BANCOS CORTAM CRÉDITO DE EMPRESAS DE PEQUENO PORTE

BANCOS CORTAM CRÉDITO DE EMPRESAS DE PEQUENO PORTE
Empresas Familiares são as que mais sofrem

As empresas de pequeno porte são marca registrada do Brasil. De acordo com a FECOMERCIO/SP, elas representam cerca de 96,3% das empresas do país. Além disso, são responsáveis por mais da metade dos empregos na indústria, o que a torna uma peça chave para o desenvolvimento econômico e social do país.

Acontece que estas empresas têm sido as mais afetadas pela crise, conforme levantamento elaborado pela Confederação Nacional da Indústria (CNI), com indicadores piores do que as de grande porte desde o início de 2015, quando se alastrou a crise financeira em âmbito nacional. O que justifica o péssimo momento para as empresas é o corte do crédito bancário. Sem dinheiro para girar a empresa, fica difícil levar as contas a diante e arcar com todas as responsabilidades (trabalhistas, tributárias e juros) e, ao mesmo tempo, se adequar à queda da demanda.

Assim, muitas empresas, especialmente aquelas que são familiares, buscam extrair o máximo de crédito que puderem, arriscando até mesmo o patrimônio pessoal, oferecendo ao banco como garantia casas, apartamentos e carros, incluindo o próprio nome como avalista da dívida. Pois bem, antes de tomar atitudes desmedidas, é importante consultar profissionais com experiência na seara bancária e financeira, para lhe informar os riscos e as consequências de um contrato assinado de forma coagida com o banco.

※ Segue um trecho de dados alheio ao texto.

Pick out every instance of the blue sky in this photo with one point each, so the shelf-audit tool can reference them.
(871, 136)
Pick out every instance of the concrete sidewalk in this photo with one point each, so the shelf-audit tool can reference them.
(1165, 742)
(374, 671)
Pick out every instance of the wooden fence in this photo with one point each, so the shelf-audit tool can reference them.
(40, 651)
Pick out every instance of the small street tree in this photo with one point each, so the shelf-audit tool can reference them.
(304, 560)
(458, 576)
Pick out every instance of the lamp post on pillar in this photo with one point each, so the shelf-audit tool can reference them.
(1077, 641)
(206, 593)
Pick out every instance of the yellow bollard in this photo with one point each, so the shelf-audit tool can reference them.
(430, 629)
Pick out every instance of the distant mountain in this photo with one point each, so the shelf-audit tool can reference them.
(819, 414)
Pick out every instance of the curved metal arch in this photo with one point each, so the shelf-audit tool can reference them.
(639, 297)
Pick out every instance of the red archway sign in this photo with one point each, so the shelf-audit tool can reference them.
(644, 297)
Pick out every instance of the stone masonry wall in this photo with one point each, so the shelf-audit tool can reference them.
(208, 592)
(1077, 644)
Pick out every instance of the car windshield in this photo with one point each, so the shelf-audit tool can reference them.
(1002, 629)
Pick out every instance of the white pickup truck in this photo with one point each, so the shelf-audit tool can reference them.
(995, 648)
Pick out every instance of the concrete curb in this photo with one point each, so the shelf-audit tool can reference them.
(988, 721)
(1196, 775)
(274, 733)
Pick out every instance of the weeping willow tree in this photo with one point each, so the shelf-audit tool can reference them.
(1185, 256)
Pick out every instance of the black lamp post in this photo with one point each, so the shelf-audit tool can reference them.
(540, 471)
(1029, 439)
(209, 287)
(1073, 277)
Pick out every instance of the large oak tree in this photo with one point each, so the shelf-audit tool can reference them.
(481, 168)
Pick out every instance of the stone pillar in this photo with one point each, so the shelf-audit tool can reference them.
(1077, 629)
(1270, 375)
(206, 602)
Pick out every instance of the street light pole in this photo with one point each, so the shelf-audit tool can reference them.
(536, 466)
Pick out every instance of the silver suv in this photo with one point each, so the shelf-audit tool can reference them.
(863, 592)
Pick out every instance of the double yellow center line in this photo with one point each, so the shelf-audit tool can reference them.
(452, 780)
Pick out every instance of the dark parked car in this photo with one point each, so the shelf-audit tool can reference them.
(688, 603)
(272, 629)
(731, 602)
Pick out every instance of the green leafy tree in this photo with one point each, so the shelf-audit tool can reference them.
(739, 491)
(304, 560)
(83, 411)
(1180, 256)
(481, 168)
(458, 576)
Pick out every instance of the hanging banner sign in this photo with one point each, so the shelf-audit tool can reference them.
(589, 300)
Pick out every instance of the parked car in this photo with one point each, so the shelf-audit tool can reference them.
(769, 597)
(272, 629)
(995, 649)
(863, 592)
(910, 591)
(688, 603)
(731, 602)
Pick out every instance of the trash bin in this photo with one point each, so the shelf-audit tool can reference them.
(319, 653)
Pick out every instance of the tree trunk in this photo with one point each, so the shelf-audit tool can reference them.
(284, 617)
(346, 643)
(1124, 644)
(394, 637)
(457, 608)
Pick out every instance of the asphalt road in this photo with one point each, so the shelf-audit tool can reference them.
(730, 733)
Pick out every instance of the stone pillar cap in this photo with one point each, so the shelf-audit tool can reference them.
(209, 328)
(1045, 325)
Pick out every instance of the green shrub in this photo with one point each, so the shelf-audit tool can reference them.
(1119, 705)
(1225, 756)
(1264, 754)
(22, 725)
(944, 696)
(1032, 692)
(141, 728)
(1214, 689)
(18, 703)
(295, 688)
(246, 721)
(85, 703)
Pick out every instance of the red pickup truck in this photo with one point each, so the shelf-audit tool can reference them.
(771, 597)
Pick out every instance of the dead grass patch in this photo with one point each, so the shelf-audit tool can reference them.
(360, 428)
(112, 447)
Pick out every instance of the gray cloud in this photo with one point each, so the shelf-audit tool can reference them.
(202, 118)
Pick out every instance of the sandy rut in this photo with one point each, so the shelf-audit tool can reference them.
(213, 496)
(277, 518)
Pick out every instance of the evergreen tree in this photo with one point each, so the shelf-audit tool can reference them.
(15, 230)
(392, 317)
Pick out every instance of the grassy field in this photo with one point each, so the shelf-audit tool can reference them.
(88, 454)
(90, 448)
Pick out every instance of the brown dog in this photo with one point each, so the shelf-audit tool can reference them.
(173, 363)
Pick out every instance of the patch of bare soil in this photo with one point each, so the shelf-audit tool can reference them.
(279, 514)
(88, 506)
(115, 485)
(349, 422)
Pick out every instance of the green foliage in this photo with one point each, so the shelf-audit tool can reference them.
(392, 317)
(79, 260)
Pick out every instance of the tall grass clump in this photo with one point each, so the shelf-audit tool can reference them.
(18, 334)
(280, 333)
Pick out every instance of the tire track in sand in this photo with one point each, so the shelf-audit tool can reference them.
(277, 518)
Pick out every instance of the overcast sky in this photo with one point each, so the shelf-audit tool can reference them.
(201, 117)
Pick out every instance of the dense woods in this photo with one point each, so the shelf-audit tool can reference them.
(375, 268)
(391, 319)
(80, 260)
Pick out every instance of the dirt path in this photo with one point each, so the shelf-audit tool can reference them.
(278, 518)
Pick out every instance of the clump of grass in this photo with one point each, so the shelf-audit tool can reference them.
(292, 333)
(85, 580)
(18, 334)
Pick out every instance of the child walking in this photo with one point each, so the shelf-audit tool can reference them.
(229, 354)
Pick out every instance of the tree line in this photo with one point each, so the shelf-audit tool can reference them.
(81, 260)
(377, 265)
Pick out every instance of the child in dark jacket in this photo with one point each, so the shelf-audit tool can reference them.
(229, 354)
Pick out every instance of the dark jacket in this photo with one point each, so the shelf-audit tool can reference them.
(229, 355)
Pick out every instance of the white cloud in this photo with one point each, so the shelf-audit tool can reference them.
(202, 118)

É bem verdade que a coação e a pressão psicológica praticada pelos bancos deveriam ser consideradas crimes. Na verdade, para quaisquer outras empresas no Brasil isso traria incalculáveis problemas, mas todos sabem que os bancos recebem proteção especial, com legislações que lhes permitem praticar até mesmo condutas que violam direitos individuais e sociais, como retenção de salários, a livre iniciativa e, principalmente, o desequilíbrio econômico do país.

Diante de tais circunstâncias, o ideal é bater de frente com o sistema. De que modo? Da mesma forma como o banco vai tomando conta e “comendo pelas beiradas” até encurralar o devedor, cabe às empresas fazer a blindagem inteligente do seu patrimônio, tratando como prioridade ou não o pagamento de determinados créditos e aguardando o melhor momento para quitação da dívida.

Essa estratégia é muito possível na prática, basta que haja a orientação profissional correta e sensata para o porte e necessidade da empresa. É certo que ao tomarem atitudes, os empresários contribuíram não só para a saúde financeira da sua própria empresa, como também, e especialmente, para a mudança de um panorama nacional com relação aos assuntos que dizem respeito aos interesses da coletividade.